In 2023 heeft de UT meer uitgegeven en geïnvesteerd dan er aan financiering binnenkwam. Dat was een bewuste keuze, omdat met het oog op de toekomst verschillende investeringen noodzakelijk zijn. 2024 heeft in het teken gestaan van ombuigingen. We streven naar een positief resultaat in de komende jaren, maar zullen dit niet in één jaar bereiken. De begroting voor 2025 gaat uit van een negatief resultaat van (maximaal) één procent van de eerste geldstroom. Hierdoor zullen de reserves van de UT het komende jaar nog afnemen. Vanaf 2026 moeten de inkomsten en uitgaven in evenwicht zijn. Daarna zullen we weer positieve resultaten moeten boeken om het eigen vermogen aan te vullen tot het niveau dat nodig is voor een financieel gezonde en veerkrachtige organisatie. Dit vergt nog invulling van de in de begroting 2025 en meerjarenraming 2026-2029 opgenomen ombuigingsopgave van respectievelijk M€ 0,7, M€ 10,9, M€ 8,3, M€ 7,7 en M€ 7,5. De maatregelen die genoemd zijn bij de ombuigingsopgave moeten bijdragen aan het in evenwicht brengen van baten en lasten en het bereiken van financiële toekomstbestendigheid.
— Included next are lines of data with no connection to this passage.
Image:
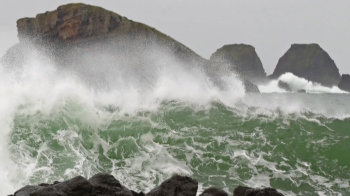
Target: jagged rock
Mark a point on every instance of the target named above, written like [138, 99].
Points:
[91, 41]
[344, 83]
[308, 61]
[283, 86]
[247, 191]
[250, 87]
[214, 192]
[48, 191]
[74, 187]
[106, 184]
[137, 194]
[27, 190]
[176, 186]
[244, 60]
In de begrotingscijfers is nog geen rekening gehouden met aanvullende bezuinigingen vanuit het Rijk. Deze veranderen de ambities om vanaf 2026 een sluitende begroting te hebben niet, maar verhogen de toekomstige opgave mogelijk wel.

In de meerjarenraming is rekening gehouden met voorzieningen conform de opbouw zoals gepresenteerd in de jaarrekening. In 2024 is daar een reorganisatievoorziening van M€ 7 aan toegevoegd ten behoeve van de reorganisatie waarvan het plan reeds gereed en goedgekeurd was in 2024. Daarnaast was in 2024 het voorzieningenniveau hoger vanwege een toename in personele voorzieningen in het algemeen, waaronder de voorziening aangaande de ERD-WGA en de WW-BWNU, waarvoor we eigen risicodrager zijn. In de begroting 2025 en meerjarenraming is er geen rekening mee gehouden dat dit een trend wordt.